Status: UNCONFIRMED → NEW
Ever confirmed: true
*** Bug 174835 has been marked as a duplicate of this bug. ***
Target Milestone: --- → Phoenix0.6
*** Bug 178075 has been marked as a duplicate of this bug. ***
If one of the bugs marked as a duplicate of this one is marked for all platforms and the reporter was using Windows, why is this bug showing as Linux specific? Just curious.
OS: Linux → All
Summary: Pop-up Security Warning Alert is not 'sticky' → Encryption security warnings: "alert me whenever" should stay checked
*** Bug 199826 has been marked as a duplicate of this bug. ***
> as a reminder, the problem is here: then, simply delete line #155 to #157 will solve this problem - Why Not?
-> 0.7
Target Milestone: Phoenix0.6 → Phoenix0.7
I'm sorry, I've been unable to create a diff file, however thanks to the extremely useful link provided by pch, I can describe a patch which will still give the intended default but will not override the user's choice. Firstly (as pointed out by aynilove) remove lines #155 through to #157, then replace line #135 if (NS_FAILED(rv)) prefValue = PR_TRUE; with #ifdef MOZ_PHOENIX if (NS_FAILED(rv)) prefValue = PR_FALSE; #else if (NS_FAILED(rv)) prefValue = PR_TRUE; #endif (Again, I'm sorry I wasn't able to supply a diff. I've read through a lot of material on the site about helping and the requirements for patches to get considered are difficult to achieve even though I know enough to offer a patch for simple bugs like this. Could anyone mail me help or ideas to simplify the task?)

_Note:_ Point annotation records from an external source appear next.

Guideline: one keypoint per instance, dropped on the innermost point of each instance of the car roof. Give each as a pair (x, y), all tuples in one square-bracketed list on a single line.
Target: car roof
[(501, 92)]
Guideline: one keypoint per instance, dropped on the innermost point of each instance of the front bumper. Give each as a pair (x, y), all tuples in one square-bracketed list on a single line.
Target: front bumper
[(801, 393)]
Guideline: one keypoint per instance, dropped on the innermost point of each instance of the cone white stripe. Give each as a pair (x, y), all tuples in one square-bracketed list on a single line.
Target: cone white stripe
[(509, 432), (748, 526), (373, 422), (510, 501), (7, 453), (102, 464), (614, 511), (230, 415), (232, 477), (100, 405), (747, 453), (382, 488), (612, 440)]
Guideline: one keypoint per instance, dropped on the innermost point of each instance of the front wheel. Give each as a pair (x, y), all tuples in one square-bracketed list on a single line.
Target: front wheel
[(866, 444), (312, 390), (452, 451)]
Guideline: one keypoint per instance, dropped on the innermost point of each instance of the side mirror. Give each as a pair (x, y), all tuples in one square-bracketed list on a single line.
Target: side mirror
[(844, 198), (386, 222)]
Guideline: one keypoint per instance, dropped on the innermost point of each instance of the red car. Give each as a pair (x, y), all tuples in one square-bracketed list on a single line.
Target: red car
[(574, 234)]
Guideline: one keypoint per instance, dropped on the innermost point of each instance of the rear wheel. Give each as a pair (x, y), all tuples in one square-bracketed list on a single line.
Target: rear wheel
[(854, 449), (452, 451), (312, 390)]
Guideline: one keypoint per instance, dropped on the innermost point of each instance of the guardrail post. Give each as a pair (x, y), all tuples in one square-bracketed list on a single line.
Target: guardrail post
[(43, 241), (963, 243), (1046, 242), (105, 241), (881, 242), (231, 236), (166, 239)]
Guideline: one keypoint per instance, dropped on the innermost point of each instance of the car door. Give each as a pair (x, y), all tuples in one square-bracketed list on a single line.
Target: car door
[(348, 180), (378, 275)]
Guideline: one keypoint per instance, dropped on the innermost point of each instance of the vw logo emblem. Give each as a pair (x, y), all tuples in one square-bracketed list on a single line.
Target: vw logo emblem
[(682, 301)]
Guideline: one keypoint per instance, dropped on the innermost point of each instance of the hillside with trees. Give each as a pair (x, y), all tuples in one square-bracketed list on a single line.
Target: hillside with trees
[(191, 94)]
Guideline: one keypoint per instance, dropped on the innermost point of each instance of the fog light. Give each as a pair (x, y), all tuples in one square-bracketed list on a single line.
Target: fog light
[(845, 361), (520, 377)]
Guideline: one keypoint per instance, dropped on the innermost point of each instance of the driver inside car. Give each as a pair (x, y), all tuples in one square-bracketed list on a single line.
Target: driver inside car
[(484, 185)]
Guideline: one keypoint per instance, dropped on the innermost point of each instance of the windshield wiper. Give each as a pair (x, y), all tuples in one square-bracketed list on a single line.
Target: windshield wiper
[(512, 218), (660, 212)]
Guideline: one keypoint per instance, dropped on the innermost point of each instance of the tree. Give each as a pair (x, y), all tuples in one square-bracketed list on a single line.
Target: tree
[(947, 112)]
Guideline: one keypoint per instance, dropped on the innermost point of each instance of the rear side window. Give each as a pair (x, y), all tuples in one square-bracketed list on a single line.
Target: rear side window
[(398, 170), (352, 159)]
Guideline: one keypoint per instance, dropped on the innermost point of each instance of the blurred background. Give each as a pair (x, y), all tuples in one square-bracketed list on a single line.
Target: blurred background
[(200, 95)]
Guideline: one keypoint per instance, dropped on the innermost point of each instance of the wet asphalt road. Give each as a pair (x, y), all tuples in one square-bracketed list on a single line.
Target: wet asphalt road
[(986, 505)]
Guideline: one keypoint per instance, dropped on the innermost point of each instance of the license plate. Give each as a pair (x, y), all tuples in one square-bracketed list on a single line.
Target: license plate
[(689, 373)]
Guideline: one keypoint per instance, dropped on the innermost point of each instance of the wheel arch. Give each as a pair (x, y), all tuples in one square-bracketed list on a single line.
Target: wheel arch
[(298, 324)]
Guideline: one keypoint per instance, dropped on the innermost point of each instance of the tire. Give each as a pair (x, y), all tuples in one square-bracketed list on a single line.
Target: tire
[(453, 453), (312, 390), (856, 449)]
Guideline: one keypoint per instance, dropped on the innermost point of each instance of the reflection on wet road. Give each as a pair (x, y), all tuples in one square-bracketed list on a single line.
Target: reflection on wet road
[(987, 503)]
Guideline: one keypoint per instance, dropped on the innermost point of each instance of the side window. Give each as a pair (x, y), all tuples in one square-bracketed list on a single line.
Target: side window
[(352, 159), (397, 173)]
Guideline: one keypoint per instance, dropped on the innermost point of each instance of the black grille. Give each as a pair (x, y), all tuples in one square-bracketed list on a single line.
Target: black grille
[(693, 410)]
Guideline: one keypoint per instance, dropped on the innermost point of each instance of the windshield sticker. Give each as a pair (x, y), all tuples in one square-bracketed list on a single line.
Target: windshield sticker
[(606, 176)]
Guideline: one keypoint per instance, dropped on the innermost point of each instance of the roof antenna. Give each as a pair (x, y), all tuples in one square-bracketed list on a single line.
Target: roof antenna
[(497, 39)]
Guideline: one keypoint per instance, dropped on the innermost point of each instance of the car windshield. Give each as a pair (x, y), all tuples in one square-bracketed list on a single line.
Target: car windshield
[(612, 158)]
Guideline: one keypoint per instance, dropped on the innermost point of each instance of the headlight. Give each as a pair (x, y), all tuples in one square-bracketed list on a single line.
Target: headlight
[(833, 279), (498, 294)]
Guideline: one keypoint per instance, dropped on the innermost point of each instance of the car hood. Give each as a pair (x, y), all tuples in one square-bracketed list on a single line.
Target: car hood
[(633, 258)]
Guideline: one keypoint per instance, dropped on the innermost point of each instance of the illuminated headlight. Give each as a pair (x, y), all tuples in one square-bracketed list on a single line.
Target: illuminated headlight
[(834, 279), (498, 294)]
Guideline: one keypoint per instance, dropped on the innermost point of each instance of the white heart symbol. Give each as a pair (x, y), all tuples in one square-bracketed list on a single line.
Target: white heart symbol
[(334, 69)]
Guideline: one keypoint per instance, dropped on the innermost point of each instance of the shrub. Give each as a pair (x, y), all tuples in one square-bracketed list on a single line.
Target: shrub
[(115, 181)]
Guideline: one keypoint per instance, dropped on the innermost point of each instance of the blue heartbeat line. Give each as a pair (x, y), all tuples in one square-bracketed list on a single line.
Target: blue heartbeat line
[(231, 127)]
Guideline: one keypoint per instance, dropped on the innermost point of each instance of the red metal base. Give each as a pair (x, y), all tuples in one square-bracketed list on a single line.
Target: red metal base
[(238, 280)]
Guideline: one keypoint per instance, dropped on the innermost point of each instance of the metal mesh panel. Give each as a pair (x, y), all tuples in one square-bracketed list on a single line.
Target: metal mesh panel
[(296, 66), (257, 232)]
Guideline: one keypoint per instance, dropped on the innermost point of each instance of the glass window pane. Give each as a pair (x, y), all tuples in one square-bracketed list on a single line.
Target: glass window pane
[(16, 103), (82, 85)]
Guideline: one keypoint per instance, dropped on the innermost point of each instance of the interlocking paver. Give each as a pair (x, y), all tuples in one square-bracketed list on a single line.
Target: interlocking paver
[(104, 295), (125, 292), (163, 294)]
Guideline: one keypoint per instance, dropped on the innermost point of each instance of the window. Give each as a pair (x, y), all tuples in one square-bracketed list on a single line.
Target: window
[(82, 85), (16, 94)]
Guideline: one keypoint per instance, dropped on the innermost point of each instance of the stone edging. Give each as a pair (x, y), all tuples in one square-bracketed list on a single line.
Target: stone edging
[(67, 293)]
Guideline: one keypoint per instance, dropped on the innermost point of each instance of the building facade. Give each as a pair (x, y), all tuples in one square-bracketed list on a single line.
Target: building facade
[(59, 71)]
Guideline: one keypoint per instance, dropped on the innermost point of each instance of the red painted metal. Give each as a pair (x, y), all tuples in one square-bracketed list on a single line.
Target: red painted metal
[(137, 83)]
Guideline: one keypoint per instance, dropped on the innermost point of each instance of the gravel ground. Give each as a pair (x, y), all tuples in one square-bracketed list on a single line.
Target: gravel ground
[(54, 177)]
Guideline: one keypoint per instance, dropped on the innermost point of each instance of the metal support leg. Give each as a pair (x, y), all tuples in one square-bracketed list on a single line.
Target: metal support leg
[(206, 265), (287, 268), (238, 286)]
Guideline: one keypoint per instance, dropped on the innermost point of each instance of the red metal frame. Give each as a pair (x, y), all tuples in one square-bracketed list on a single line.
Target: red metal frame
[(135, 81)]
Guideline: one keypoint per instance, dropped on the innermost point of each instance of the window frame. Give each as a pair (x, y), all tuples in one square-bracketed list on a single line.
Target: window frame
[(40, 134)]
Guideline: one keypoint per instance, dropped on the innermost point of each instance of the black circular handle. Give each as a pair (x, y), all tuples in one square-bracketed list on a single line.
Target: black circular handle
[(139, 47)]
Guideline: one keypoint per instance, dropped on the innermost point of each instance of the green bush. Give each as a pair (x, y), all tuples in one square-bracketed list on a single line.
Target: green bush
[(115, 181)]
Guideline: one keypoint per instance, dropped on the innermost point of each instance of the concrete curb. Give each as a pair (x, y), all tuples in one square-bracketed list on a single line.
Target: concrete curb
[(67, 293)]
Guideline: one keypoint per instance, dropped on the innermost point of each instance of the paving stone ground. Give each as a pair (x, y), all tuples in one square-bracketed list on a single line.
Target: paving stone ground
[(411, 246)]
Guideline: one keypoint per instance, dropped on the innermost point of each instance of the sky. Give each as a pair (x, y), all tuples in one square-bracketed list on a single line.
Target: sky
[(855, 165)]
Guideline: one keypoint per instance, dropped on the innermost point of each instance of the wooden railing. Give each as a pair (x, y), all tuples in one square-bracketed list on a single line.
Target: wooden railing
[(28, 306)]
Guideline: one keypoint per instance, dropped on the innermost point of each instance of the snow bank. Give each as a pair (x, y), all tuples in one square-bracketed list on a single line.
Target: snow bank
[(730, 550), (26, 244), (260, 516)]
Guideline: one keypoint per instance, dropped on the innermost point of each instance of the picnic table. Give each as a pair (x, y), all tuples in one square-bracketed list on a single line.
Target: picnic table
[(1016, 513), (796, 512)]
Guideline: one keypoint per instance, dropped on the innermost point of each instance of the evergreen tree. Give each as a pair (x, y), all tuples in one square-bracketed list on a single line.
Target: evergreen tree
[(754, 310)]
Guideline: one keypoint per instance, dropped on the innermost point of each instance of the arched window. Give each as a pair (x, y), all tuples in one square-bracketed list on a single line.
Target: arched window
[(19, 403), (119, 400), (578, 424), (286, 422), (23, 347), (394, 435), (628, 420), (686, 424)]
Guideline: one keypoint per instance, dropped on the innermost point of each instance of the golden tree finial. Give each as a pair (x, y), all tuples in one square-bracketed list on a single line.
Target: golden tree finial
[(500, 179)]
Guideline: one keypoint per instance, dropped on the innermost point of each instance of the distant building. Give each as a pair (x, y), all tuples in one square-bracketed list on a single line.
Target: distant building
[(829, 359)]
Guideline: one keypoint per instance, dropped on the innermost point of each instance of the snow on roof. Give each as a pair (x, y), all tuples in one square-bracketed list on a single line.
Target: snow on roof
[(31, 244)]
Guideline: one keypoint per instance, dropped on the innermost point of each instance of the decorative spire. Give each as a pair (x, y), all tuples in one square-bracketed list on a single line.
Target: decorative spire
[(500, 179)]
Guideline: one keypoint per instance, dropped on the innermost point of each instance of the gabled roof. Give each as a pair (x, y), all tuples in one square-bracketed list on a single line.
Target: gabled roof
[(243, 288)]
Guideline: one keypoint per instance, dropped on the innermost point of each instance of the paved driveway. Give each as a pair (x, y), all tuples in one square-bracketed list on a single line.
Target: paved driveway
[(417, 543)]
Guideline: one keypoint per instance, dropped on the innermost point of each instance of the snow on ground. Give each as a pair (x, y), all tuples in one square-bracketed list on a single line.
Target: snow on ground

Attached patch Patch based on Mike Auty's fix (obsolete) — Splinter Review
Comment on attachment 123100 [details] [diff] [review] Patch based on Mike Auty's fix Requesting review from Blake Ross
Attachment #123100 - Flags: review?(blaker)
Comment on attachment 123100 [details] [diff] [review] Patch based on Mike Auty's fix Build Firebird with this patch included on both Windows and Linux. On both platforms it fixed the problem with no apparant side effects. We should probably try to get this in 0.6 if possible now that we have a working patch.
Attachment #123100 - Flags: review?(blaker) → review?(bryner)
Attachment #123100 - Flags: review?(bryner) → review+
Comment on attachment 123100 [details] [diff] [review] Patch based on Mike Auty's fix Actually... why don't we just set the default to false in firebird's all.js and get rid of the #ifdef altogether?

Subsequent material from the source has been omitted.